Now my name will never get erased from history: Arvind

PTI| Updated: Mar 04, 2014, 19:33 PM IST

New Delhi: He rolled back the years to clinch a major international title at 34 and Indian shuttler Arvind Bhat is satisfied that he could etch his name in badminton history following a taxing week that has taken a toll on his body and mind.

Two-time former national champion, Arvind became only the second Indian after K Srikanth to win a Grand Prix Gold outside India when he outclassed Hans-Kristian Vittinghus of Denmark in an epic final to win the German Open at Mulheim an der Ruhr on Sunday.

"It was unbelievable feeling. I never expected to win this event. My target was to win at least one big title in my career. Although I had this age thing in my mind but I always felt I can do it somehow. Frankly, I was think it will happen some day but I never ever thought even while playing the event that I will win the title,"

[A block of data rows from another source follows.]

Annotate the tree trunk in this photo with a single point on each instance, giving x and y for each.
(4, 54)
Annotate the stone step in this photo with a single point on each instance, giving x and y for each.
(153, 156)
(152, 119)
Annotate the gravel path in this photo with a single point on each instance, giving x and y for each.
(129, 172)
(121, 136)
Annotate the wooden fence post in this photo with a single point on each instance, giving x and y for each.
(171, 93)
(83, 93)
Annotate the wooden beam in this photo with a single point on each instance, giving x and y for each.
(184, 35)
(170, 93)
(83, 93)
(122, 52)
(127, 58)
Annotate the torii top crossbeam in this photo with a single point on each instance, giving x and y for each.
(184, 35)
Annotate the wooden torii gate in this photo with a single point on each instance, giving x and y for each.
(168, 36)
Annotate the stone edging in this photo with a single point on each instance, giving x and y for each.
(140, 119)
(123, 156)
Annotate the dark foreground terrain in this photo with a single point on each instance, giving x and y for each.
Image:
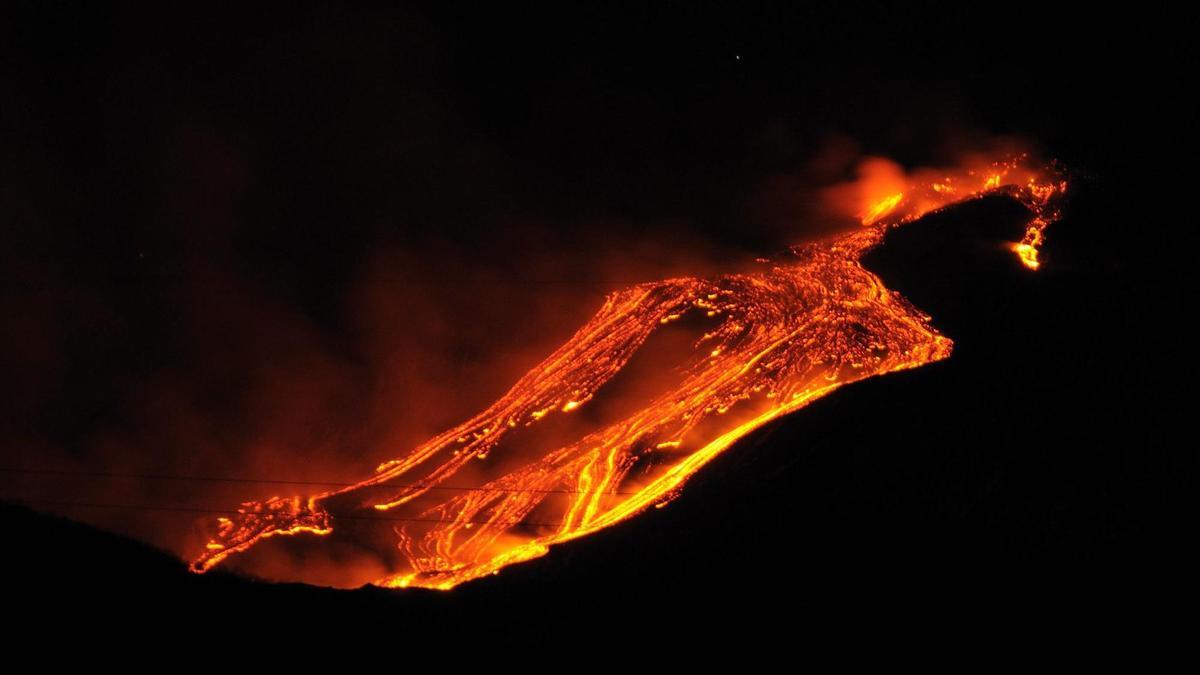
(1032, 477)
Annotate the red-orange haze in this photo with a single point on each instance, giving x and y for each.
(665, 376)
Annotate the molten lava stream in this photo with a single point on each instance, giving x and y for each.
(486, 494)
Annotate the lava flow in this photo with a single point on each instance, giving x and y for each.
(810, 322)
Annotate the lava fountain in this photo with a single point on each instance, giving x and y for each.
(810, 322)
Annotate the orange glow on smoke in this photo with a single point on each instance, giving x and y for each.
(466, 503)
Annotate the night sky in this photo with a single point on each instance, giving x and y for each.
(251, 242)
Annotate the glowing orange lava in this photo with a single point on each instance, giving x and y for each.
(781, 338)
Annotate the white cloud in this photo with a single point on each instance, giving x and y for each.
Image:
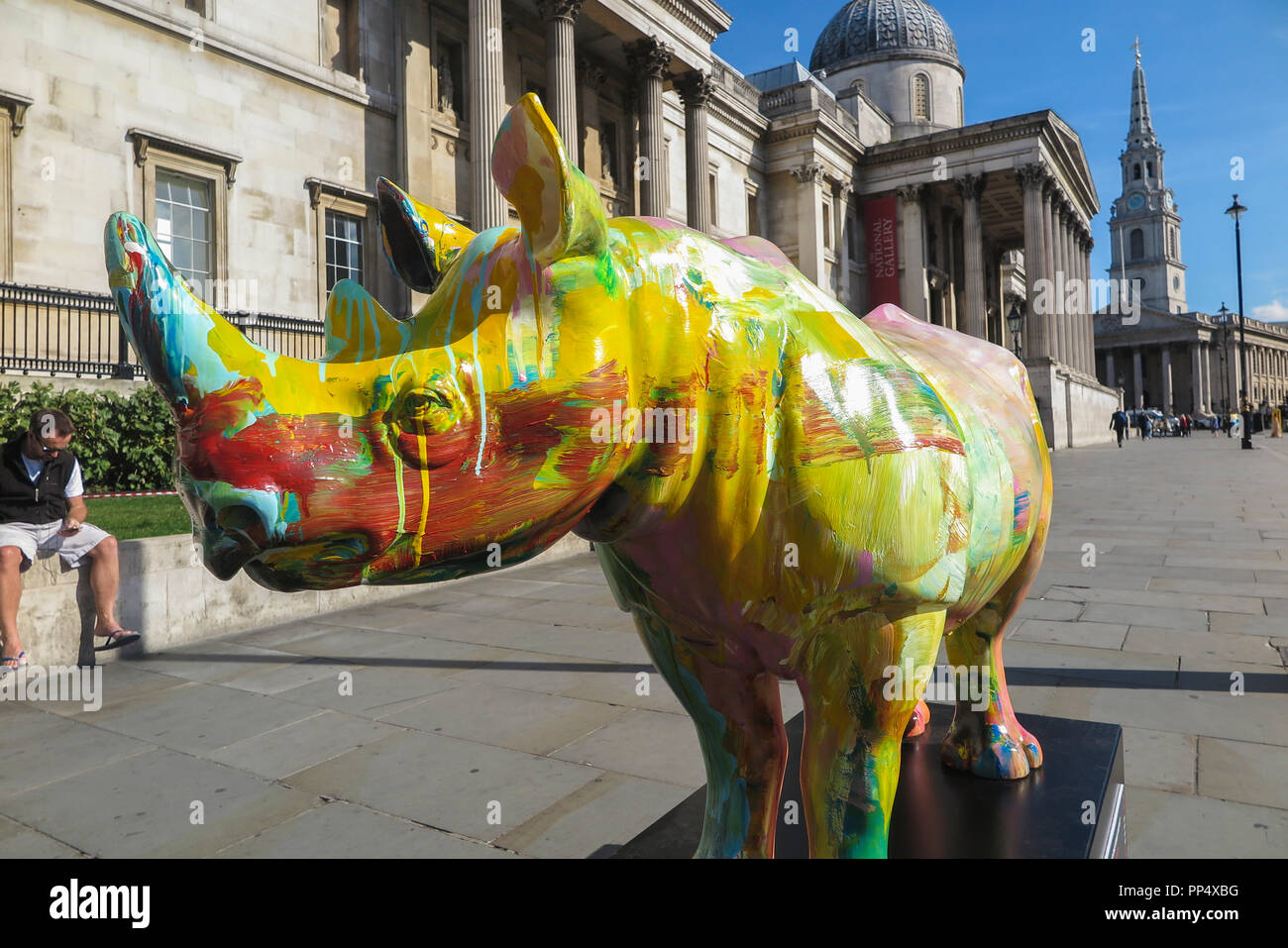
(1271, 312)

"I had a back injury early February when I was in Kolkata for my son`s rice ceremony just before the All India ranking tournament in Bangalore. I still went ahead and played the event and lost to a 16-year-old Siril Varma. And so to go on to win the title is huge, it is a dream come true."

Arvind said initially he was not sure of playing in the German Open and it was his German league club manager Hans Werner Niesner, who convinced him to play in the USD 120,000 Grand Prix Gold event.

"After my back injury in Kolkata, I had decided to stay back and relax and skip playing in German Open but once I played in the Bangalore tournament and my injury didn`t aggravate, my physio told me that my back will be fine and I can go and play in the German Open," Arvind said.

"Before the German Open I had to play a two-day German league match. As I was the main player, they were waiting for me. So my club manager Niesner forced me to come and play in the league and German Open and I went there with a chance and see what happened," he added.

The 34-year-old from Bangalore said it was as tough mentally as it was physically, to sustain the rigours of the six-day tournament.

"Physically it was really tough but I was feeling fit. I was raring to go, I was feeling fresh despite not having an ideal preparation. More challenging was the mental part. I was tested completely," he said.